Co-Authored-By: Claude Opus 4.6 <noreply@anthropic.com>
This commit is contained in:
shamid202
2026-02-27 01:51:18 +07:00
parent 3ae5d5274a
commit 22731fff60
24 changed files with 2846 additions and 6 deletions
Download Patch File Download Diff File Expand all files Collapse all files

154
docs/TROUBLESHOOTING.md Normal file
View File

@@ -0,0 +1,154 @@
# Troubleshooting
## "HTTP 401 authentication_error: OAuth token has expired"
The most common error.
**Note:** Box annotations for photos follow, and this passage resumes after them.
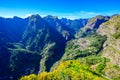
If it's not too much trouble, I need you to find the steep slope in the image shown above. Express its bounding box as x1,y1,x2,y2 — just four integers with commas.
61,18,88,33
43,15,74,41
21,15,66,71
20,60,107,80
84,15,110,32
97,15,120,78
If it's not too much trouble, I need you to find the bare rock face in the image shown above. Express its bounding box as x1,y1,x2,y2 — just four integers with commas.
84,15,109,32
97,15,120,77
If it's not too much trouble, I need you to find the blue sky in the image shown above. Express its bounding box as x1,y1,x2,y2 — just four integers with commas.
0,0,120,19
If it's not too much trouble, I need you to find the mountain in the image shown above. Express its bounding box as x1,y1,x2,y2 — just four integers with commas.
0,14,88,80
97,15,120,80
0,14,120,80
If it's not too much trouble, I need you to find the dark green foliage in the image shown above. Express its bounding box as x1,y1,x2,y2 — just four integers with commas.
96,58,108,73
113,32,120,39
64,34,106,59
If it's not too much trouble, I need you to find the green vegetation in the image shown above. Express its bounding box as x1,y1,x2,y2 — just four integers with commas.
63,35,106,60
20,60,107,80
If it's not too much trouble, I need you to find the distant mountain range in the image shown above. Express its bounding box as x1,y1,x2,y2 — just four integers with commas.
0,14,120,80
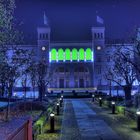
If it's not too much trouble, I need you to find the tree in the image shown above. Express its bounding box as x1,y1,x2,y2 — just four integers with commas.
105,45,136,103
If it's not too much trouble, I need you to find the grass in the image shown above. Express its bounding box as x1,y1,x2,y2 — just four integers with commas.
37,105,63,140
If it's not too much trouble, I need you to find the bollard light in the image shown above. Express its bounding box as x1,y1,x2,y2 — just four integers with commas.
136,110,140,131
61,95,64,102
56,103,60,115
59,98,63,107
50,113,55,133
99,97,102,107
111,101,116,114
92,94,95,102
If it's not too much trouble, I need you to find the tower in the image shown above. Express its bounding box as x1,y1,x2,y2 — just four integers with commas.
91,25,105,90
37,12,51,63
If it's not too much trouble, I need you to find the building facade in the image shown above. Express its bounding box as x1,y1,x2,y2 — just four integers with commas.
20,15,137,90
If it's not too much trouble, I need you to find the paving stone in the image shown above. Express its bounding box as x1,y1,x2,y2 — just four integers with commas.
61,99,121,140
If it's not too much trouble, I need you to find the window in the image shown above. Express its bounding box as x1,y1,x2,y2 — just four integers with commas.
107,56,110,62
86,48,92,60
79,48,85,60
94,33,96,38
72,48,78,60
58,48,64,61
97,66,101,74
98,79,102,85
65,48,71,61
66,80,69,88
51,49,57,61
97,56,101,62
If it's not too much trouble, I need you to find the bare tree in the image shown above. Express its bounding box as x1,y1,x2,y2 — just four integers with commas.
105,45,136,103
The OAuth token has a ~8 hour lifetime.
**Check:**
1. Is the sync service running? `systemctl status sync-oauth-token.service`
2. Is inotifywait watching? `pgrep -af inotifywait`
3. Is the source credentials file being updated? `stat /root/.openclaw/workspaces/workspace-claude-proxy/config/.claude/.credentials.json`
4. Check service logs: `journalctl -u sync-oauth-token.service -f`
**Fix:**
- If service stopped: `systemctl restart sync-oauth-token.service`
- If token expired everywhere: run `./scripts/refresh-claude-token.sh` manually
- Nuclear option: `claude login` inside the Claude CLI container, then restart sync service
---
## "docker compose restart doesn't reload .env"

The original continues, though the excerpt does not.